Call Geoff, tell him—

Tell him what?

The woman gazed out of the window now, her fingers slack around the pen. She stared unseeingly out at the city buildings; rows of rectangles stacked up on their sides, cars snaking between them all below. Then suddenly they were in a tunnel and the window went black and Eddy's reflection, a man in a suit, stared back at him, and the air rushed out of him at how ordinary he was, how boring, just one of a million amoebas crawling the Earth.

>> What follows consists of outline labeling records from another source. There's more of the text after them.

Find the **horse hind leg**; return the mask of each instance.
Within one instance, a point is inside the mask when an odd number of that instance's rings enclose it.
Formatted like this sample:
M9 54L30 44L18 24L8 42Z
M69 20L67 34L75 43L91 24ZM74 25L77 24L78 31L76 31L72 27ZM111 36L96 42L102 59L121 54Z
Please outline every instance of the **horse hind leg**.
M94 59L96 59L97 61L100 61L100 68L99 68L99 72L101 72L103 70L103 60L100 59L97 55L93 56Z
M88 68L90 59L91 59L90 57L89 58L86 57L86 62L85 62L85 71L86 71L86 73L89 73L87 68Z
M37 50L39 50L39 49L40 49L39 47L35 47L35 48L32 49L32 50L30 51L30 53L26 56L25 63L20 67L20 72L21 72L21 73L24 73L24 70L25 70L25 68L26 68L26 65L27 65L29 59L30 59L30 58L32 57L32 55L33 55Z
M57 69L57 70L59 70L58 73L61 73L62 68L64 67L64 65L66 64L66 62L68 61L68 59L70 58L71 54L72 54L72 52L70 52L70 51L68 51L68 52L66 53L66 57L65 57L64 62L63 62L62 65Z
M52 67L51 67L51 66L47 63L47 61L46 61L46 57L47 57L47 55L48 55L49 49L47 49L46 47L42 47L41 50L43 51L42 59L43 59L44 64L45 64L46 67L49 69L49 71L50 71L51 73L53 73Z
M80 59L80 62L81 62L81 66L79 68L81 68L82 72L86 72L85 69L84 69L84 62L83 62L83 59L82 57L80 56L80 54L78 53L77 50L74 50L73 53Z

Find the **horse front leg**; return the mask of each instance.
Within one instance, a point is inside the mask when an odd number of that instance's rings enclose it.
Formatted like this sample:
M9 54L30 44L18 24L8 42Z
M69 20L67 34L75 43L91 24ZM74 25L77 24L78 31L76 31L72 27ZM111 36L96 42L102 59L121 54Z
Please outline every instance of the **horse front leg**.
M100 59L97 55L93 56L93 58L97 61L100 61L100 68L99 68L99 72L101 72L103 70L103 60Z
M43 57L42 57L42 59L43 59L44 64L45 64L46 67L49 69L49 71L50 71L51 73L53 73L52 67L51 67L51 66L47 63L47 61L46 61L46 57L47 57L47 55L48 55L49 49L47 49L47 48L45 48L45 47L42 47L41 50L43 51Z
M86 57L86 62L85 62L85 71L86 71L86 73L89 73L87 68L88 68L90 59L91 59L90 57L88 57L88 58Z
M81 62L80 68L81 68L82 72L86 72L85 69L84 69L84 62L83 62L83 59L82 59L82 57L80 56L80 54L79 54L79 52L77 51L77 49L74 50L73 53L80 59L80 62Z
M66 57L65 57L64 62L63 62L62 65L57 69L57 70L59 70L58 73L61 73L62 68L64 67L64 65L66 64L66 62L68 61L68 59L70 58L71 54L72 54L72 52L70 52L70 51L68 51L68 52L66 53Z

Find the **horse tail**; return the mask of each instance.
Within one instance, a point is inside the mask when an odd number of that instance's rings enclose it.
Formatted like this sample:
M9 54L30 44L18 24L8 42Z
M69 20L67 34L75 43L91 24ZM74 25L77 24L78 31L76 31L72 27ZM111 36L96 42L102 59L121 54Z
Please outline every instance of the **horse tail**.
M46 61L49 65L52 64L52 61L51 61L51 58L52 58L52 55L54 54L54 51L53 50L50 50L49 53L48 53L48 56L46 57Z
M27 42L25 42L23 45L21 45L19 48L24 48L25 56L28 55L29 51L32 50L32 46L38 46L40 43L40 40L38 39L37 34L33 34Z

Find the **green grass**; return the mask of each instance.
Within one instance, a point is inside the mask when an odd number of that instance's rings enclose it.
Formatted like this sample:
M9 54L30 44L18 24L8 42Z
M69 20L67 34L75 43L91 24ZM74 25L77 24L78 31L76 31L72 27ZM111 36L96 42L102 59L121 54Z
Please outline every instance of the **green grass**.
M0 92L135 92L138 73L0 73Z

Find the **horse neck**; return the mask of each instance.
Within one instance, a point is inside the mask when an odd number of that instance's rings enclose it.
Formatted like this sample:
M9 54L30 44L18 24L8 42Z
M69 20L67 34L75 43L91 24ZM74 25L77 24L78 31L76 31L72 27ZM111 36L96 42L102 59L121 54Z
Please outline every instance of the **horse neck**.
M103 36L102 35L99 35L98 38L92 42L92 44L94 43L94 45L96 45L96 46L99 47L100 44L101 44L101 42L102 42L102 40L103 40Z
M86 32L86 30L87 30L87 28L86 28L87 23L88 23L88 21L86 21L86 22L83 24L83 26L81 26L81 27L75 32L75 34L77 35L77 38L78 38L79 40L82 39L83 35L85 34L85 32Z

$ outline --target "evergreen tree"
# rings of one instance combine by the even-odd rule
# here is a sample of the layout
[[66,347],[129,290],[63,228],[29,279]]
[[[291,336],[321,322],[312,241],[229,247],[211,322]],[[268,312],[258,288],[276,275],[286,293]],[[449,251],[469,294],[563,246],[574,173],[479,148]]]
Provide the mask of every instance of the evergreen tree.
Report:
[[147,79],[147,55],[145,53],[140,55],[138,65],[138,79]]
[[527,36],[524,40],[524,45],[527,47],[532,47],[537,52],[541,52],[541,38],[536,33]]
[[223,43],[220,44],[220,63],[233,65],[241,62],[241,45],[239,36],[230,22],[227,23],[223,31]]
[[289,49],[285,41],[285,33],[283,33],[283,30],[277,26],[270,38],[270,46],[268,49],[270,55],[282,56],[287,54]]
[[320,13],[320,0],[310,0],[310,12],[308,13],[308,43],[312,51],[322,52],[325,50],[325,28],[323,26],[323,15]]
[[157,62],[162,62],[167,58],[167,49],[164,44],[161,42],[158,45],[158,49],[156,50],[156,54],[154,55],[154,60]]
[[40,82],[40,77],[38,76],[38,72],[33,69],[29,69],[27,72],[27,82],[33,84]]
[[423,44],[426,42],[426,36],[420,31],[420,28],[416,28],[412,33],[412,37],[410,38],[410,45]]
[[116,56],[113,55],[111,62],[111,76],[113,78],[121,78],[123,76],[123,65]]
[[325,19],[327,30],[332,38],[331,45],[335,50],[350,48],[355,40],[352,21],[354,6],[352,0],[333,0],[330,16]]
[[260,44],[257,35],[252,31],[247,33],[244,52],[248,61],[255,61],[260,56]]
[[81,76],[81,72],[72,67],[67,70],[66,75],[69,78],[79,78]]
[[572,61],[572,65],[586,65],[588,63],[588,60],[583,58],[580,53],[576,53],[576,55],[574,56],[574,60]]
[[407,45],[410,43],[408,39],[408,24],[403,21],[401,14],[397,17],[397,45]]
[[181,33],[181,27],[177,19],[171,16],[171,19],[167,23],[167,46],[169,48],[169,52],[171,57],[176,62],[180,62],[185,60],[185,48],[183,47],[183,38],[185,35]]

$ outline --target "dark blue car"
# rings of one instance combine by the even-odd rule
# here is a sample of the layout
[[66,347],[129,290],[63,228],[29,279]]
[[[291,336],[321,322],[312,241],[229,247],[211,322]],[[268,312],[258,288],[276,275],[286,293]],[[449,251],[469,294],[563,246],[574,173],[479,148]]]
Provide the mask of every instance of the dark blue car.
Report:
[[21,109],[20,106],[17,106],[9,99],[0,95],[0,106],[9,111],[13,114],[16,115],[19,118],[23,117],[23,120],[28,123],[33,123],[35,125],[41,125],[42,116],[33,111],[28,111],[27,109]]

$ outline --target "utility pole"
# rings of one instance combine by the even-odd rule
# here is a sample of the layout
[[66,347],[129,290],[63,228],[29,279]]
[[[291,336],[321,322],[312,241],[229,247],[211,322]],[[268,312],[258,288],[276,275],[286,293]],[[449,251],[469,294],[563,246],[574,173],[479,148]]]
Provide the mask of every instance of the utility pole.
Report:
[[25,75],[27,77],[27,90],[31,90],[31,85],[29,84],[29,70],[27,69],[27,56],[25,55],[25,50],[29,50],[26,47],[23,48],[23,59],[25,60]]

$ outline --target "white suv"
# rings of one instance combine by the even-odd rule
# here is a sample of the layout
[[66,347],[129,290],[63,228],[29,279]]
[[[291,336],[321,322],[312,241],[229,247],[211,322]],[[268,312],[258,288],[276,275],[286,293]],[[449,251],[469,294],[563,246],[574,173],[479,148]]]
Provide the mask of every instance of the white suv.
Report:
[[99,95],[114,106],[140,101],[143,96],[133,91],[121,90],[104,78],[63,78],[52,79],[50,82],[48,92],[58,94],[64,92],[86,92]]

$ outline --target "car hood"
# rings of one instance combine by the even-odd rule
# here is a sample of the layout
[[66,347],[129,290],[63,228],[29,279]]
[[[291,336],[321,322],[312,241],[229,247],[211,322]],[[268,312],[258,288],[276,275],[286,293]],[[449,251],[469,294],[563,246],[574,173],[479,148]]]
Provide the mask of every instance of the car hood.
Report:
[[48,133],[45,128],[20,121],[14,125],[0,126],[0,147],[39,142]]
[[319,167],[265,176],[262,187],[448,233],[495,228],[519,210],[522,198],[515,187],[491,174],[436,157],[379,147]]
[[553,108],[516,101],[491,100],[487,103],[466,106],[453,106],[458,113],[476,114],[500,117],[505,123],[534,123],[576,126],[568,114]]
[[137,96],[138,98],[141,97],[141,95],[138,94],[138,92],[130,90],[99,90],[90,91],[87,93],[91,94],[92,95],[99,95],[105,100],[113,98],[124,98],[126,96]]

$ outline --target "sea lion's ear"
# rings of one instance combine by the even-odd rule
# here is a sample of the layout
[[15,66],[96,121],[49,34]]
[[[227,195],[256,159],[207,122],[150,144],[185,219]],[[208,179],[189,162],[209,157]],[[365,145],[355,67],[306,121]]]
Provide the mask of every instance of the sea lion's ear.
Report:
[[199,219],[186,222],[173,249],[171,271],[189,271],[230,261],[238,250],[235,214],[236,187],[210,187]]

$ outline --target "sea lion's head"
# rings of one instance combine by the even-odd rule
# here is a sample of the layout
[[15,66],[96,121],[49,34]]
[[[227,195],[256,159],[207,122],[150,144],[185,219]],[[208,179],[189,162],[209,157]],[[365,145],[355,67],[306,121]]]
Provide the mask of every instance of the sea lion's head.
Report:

No wonder Romy had fled. How long had she been dreaming of doing so? He wanted to flee from himself, too.

The train stopped and a seat became vacant. He glanced at the bulbous belly of a pregnant woman swaying near him. He gestured towards his seat.

‘Please. Before it goes.'

The woman sank into the seat and smiled gratefully, but he could do nothing to acknowledge her. He would never smile again. He maneuvered awkwardly through the commuters to get away from her, before she too realised how boring and awful he was. Someone plucked at his sleeve and he turned.

‘Eddy!'

‘Tom.'

‘You've left the house.'

‘Dentist.' Even in his grief, Eddy could not miss his six-monthly check-up. The receptionist had called three days earlier to remind him, and like a robot he was obeying the call. He had put on a suit because that was what he always wore to the city. It had been weeks since anyone had asked him to go anywhere, except for his parents.